Daisy's Musings · 28 May 2026
Iron, ferritin and the hair loss you may be experiencing
Daisy on ferritin, hair shedding, and the supplements + foods doing the actual work. The first entry of Daisy's Musings.

Fingers to keyboard. Blogging is back. To be honest it never really left, but more than ever a lot of us are returning to what made social media a dream back in the day. At least I am.
A bit of a backstory. I used to be big on Tumblr, and on Twitter when Twitter was Twitter. The whole point isn't to ruminate on what one used to be, but to look for ways to re-enact that feeling. And nothing makes me happier than introducing you to Daisy's Musings. Let's begin.
I brought back my brand, and over the course of May I shared an interesting relaunch rollout with everyone. Nothing makes me happier than knowing I built this all, and I still kind of have it. So let me be frank with you: this is not a hair blog. You may think, pick a niche. No, I won't. These are my candid thoughts, for posterity's sake, and honestly because I need to do it for myself. This is my world, and you're more than welcome to grab a seat.
So. Let's talk about hair falling out.
If your hair is shedding more than usual, your edges look thinner, and your wash days feel like a horror film, please check your ferritin before you check anything else. Ferritin is your body's iron store. Hair follicles are some of the most metabolically demanding cells you've got, and when iron runs low the body deprioritises them. The hair you would normally keep falls out three or four months later, and you spend the rest of the year blaming your products.
I'm not a doctor. I'm a girl who got her bloodwork done, looked at the numbers, and finally connected the shedding to something I could fix. This is what I've been doing.

What I'm taking
An iron multivitamin with a gentle, slow-release iron form so it doesn't wreck my stomach.
Vitamin D3, because most of us in the diaspora are quietly running low and D3 plays a role in the hair growth cycle.
Vitamin C alongside the iron, because it can increase non-heme iron absorption by up to three times. This one is non-negotiable.
Please speak to your GP before you start any supplement. Iron in particular can build up if you don't actually need it.

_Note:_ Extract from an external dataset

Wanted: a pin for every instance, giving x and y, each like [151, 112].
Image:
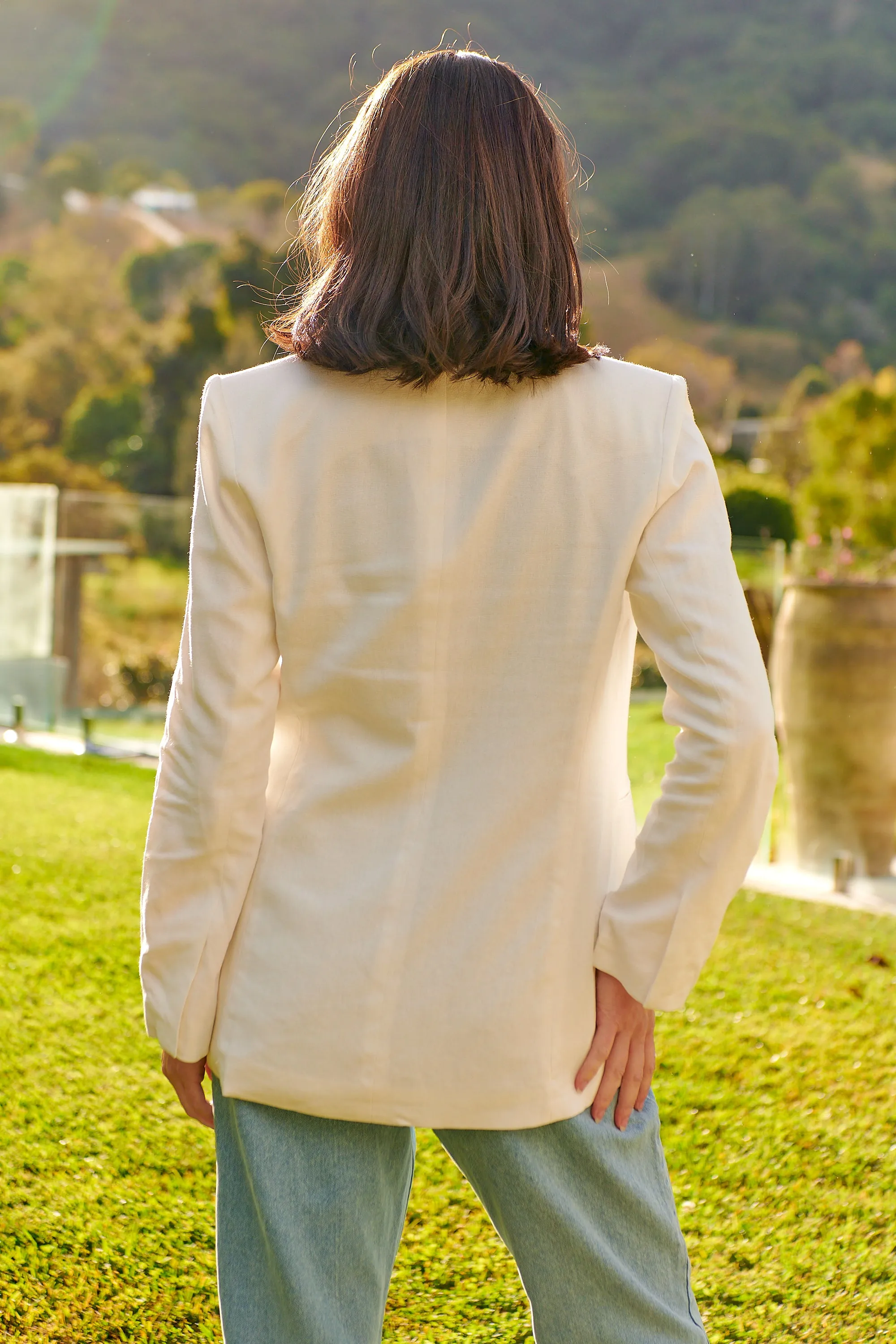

Eat the iron, don't just swallow it
Supplements are a top-up. Food is the foundation. There are two kinds of dietary iron and your body treats them differently.
Heme iron (from animals, absorbed easily): salmon, liver, beef, sardines, eggs.
Non-heme iron (from plants, needs a little help): white beans, spinach, ugu, pumpkin seeds, dates.
If you're Nigerian like me, you already eat half this list without thinking about it. The job is to be a little more intentional about it on the weeks your body is asking for more.

Vitamin C is the unlock
Non-heme iron on its own is shy. Pair it with vitamin C and absorption jumps. Practically that looks like:
Sautéed bell peppers paired with air-fried plantains, eggs and salmon.
An orange, tangerines or some strawberries after lunch.
A glass of orange juice with your iron supplement instead of tea.

What blocks iron (and we keep doing it anyway)
Three of the most loved drinks in our culture are also the biggest iron blockers when you take them too close to an iron meal or supplement:
Tea (especially black tea), tannins bind to iron.
Coffee, same story.
Dairy, calcium competes with iron for absorption.
You don't have to give them up. Just give them a one-hour gap before and after your iron, and you'll get the benefit of both.
One more thing
If you take nothing else from this first entry, take this: your hair is a status report, treat it accordingly and improve upon. Before you spend another 50 pounds on a new oil or cream to combat hair fall, ask your GP for a full iron panel including ferritin. The cheapest hair fix you may ever make starts with getting checked.